In an article for the Daily Telegraph, he said: "The mood among the Conservative grassroots is now grim.
"Fighting local elections in just one month’s time, many members in our constituency in Kent are staying at home or just delivering leaflets rather than knocking on doors."
He said Mrs May had confirmed the "sell-out many are saying is the final straw".
"Months and years of Jeremy Corbyn being the traitor, the Marxist, the anti-Semite and incidentally our default best electoral asset when things didn’t go so well have turned to this - Corbyn holding the key to a softer Brexit, and invited to turn it with Mrs May hand in hand," he said.
Quoting the words of George Orwell, he wrote: "The creatures outside looked from pig to man, and from man to pig, and from pig to man again; but already it was impossible to say which was which".
"Local members are flooding WhatsApp groups with their reactions, many of which are not pretty reading for the party leadership at a critical moment in the electoral cycle.
"Some members are resigning with immediate effect: I expect the emails are coming in all over the country."
"The mood among the Conservative grassroots is now grim" - Cllr Rupert Turpin
The party had at a local level to distance itself from what he described as " the disastrous goings-ons at Westminster" and implore voters to consider local issues.
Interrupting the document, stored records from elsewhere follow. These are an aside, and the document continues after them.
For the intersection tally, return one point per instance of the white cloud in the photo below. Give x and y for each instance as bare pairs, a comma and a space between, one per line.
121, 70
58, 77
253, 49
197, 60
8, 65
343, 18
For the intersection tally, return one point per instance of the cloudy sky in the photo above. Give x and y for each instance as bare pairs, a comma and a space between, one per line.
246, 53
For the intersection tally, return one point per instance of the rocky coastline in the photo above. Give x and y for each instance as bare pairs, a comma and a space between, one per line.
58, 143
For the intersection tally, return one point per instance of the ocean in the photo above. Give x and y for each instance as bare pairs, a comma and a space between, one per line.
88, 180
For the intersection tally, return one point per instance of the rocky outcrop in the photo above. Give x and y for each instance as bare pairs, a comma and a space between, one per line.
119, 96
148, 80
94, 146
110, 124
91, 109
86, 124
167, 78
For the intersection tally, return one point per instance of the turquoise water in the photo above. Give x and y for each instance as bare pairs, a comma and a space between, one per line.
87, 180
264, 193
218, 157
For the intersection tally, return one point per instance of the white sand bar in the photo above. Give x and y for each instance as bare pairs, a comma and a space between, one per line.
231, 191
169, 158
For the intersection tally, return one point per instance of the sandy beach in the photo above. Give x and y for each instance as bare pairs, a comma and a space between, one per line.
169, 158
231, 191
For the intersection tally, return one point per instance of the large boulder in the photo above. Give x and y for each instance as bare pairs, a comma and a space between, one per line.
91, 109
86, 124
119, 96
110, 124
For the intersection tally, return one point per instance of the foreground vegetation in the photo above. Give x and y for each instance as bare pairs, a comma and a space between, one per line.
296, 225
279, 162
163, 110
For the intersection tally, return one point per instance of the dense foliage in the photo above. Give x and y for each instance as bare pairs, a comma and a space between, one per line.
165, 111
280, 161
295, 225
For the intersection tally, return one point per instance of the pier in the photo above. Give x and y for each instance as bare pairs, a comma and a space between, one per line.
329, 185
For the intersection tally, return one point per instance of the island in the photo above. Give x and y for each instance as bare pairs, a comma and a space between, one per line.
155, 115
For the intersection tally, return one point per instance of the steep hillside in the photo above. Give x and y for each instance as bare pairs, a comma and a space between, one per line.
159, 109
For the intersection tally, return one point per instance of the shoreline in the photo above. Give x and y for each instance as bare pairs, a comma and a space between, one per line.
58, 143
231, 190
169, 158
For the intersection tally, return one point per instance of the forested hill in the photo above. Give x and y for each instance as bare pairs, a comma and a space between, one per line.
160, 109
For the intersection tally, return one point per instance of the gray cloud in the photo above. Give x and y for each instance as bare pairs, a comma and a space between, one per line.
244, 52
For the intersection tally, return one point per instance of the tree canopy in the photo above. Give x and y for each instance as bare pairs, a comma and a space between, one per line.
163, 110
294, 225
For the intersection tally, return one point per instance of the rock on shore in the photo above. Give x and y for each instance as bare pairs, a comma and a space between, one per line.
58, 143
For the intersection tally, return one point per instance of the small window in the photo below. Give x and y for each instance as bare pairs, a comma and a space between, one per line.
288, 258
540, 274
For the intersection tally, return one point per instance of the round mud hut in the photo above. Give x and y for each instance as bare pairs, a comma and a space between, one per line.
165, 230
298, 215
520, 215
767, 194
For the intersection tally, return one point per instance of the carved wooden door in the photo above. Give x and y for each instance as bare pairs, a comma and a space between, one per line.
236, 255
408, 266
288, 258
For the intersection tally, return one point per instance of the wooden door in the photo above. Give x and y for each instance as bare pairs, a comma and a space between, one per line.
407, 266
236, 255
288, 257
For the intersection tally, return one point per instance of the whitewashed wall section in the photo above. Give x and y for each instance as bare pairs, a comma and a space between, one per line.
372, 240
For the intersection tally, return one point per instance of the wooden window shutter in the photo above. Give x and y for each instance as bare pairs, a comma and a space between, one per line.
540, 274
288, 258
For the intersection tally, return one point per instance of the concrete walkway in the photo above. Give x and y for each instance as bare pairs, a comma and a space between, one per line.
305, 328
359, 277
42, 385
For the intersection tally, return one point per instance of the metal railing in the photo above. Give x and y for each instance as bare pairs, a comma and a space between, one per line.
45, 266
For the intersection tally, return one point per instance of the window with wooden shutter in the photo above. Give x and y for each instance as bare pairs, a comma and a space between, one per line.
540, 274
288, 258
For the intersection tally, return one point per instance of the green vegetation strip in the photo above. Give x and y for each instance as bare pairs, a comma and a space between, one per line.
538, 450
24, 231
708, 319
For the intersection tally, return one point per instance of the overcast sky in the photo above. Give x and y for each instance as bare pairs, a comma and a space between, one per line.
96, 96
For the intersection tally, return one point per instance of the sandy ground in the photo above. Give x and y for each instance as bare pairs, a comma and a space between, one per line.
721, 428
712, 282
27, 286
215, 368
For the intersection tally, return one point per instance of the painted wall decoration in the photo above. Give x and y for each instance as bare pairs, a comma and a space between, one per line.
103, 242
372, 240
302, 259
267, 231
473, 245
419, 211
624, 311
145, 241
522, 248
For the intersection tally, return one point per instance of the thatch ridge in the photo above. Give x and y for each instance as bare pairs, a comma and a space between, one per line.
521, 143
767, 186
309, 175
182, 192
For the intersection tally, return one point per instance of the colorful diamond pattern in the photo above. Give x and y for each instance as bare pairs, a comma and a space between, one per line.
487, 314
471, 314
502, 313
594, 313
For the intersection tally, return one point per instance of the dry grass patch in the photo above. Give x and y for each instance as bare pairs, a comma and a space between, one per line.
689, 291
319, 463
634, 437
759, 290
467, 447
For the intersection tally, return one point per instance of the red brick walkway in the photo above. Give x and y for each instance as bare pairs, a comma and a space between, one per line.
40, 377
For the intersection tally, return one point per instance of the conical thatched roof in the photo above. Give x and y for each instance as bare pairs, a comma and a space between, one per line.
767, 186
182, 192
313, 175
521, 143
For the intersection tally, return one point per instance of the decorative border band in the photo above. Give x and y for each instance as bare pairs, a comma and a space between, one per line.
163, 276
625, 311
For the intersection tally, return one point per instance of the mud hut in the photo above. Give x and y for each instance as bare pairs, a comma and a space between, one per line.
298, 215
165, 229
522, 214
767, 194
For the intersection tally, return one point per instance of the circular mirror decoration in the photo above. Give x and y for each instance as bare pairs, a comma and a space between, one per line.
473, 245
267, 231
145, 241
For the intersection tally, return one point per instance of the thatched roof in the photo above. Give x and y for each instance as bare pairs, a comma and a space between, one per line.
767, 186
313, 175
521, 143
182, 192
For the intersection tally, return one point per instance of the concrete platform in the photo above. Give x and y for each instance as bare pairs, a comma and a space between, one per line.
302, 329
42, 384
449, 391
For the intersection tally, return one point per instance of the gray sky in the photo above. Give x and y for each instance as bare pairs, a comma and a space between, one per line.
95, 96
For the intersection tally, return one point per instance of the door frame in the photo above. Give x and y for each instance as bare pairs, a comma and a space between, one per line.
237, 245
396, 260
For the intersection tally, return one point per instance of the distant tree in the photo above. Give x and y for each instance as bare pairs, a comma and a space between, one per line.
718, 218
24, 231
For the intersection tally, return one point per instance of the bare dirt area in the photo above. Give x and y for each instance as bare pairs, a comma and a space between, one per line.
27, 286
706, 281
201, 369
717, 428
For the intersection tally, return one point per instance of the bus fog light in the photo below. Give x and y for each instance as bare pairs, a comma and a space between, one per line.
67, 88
"Years of careful stewardship and steady progress for Conservative-run councils in difficult economic circumstances have been put at risk - perhaps not so much from Conservative voters switching to Labour but from Conservative voters who may well stay at home and not vote at all."
The Conservatives currently have a comfortable majority on the council, holding 34 wards against 15 for Labour with one Ukip and four independents.